Their owners call them back to the fight. They snort and paw like cartoon characters, and then smash together. They dig into the dirt, driving, pawing, straining. Maybe these two are younger, hungrier — maybe they simply just have more pride.
At the 3:24 mark Tae Poong digs down, thrusts, turns Yong Bang’s head and starts to drive him to the side. Yong Bang scrambles for traction, to get any kind of hold, to stop Tae Poong from driving him back, but the other bull is too strong, has too much momentum, and there is nothing he can do. When Yong Bang is driven to the panels along the side of the ring the fight is over.

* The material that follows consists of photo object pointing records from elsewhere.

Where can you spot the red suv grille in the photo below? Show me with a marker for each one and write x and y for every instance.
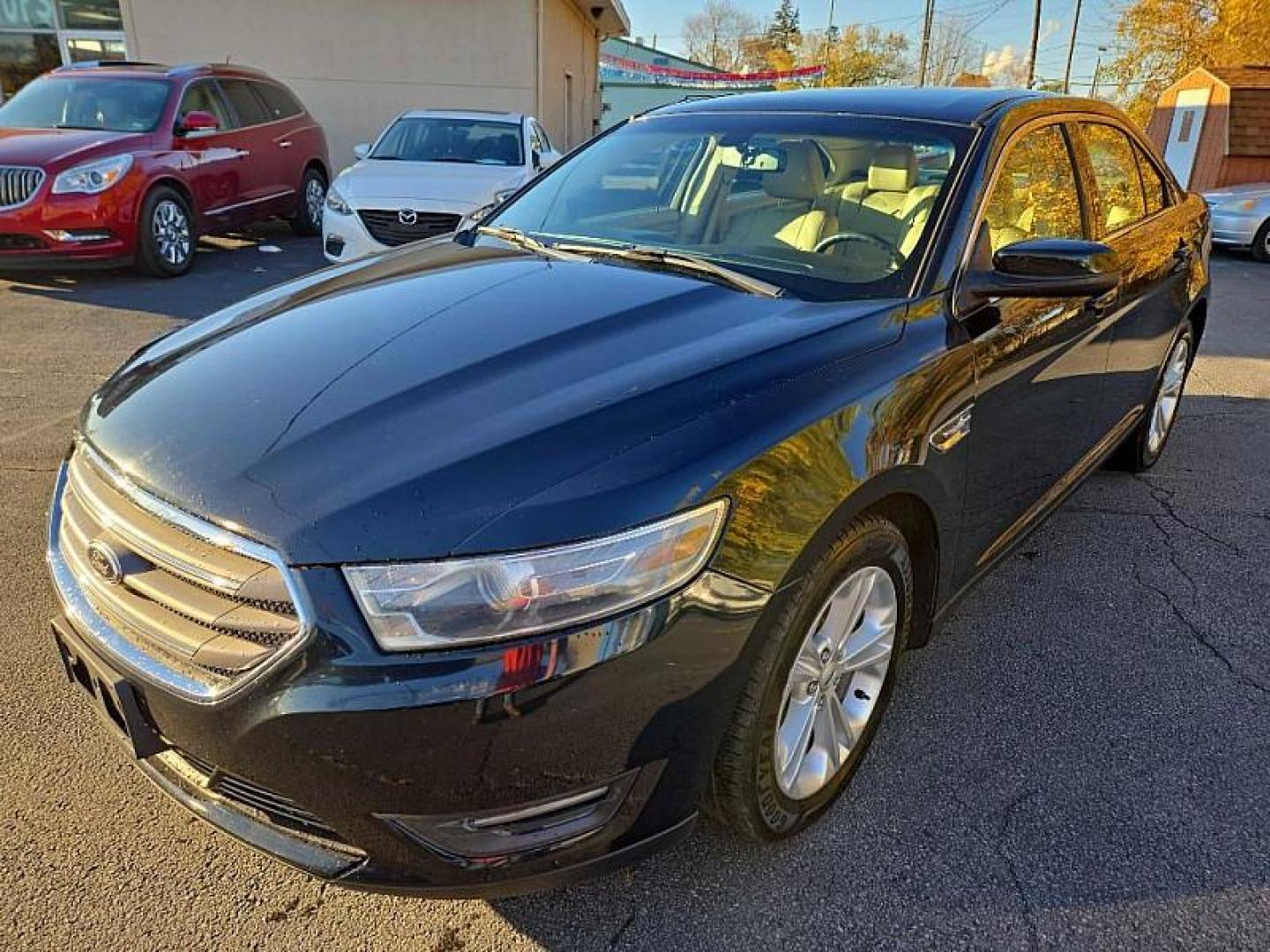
(18, 184)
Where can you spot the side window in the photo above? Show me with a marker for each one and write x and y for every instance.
(204, 97)
(1152, 182)
(247, 104)
(1116, 176)
(1035, 195)
(279, 101)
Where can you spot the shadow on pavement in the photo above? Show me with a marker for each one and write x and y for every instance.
(228, 270)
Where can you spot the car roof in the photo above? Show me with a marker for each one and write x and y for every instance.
(462, 115)
(960, 104)
(133, 68)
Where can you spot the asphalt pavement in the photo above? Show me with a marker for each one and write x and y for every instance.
(1080, 761)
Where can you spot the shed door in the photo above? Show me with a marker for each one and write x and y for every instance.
(1184, 135)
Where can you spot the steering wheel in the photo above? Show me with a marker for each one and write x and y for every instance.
(897, 259)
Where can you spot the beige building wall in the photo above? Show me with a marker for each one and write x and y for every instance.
(569, 104)
(355, 65)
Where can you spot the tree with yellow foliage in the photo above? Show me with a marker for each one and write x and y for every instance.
(1163, 40)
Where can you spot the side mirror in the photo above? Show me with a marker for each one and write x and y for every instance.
(197, 122)
(1039, 268)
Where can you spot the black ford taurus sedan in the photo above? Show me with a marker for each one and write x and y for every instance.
(489, 562)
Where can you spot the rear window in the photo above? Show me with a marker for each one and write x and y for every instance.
(247, 104)
(279, 101)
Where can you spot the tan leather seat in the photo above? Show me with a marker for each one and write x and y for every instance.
(799, 216)
(889, 204)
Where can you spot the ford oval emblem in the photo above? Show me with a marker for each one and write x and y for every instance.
(104, 562)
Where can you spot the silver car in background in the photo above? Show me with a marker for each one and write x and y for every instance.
(1241, 217)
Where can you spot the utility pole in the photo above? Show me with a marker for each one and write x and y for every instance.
(828, 36)
(1097, 69)
(926, 42)
(1071, 49)
(1032, 56)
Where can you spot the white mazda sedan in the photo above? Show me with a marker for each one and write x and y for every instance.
(424, 173)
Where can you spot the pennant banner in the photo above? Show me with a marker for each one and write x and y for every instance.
(616, 68)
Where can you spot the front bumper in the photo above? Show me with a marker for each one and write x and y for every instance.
(1235, 228)
(344, 761)
(69, 230)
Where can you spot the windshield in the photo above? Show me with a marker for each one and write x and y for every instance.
(450, 140)
(116, 104)
(823, 206)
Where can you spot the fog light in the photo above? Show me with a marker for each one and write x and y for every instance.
(58, 235)
(498, 837)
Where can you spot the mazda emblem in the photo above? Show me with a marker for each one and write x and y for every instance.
(104, 562)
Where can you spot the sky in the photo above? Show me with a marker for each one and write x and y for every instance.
(1005, 26)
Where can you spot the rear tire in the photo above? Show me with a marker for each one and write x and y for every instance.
(165, 234)
(312, 198)
(1261, 242)
(1146, 444)
(775, 773)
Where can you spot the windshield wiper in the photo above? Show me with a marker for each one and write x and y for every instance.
(514, 236)
(676, 260)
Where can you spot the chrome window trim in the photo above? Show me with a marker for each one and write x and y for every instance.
(42, 176)
(120, 651)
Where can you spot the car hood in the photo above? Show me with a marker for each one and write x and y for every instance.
(401, 183)
(392, 409)
(1255, 190)
(63, 147)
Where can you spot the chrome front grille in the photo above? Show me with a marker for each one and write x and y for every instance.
(185, 602)
(18, 184)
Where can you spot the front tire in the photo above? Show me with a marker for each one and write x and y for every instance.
(312, 197)
(165, 234)
(819, 686)
(1261, 242)
(1145, 446)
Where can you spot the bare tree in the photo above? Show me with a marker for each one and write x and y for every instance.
(954, 49)
(721, 34)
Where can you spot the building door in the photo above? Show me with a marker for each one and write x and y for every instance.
(1184, 133)
(568, 109)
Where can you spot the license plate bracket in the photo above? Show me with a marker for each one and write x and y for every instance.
(115, 700)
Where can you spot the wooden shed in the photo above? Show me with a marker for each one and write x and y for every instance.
(1213, 126)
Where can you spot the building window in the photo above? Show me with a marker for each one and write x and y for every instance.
(23, 56)
(90, 14)
(34, 14)
(1188, 122)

As with Chul Yong, they put Yong Bang in the loser’s pen on the side of the ring. Then he does an unusual thing. He begins to groan. His jaw hangs open, his fat, pink tongue hangs loose and he cries out. As the winner leaves the ring he moans over and over. He bellows either for his damaged pride or for another chance. He leaves the ring groaning.
As the crowd files out, dancers and musicians appear for a ceremonial mask dance to celebrate the end of the ritual. We walk out of the arena to the beating of drums and the shrill pitch of horns.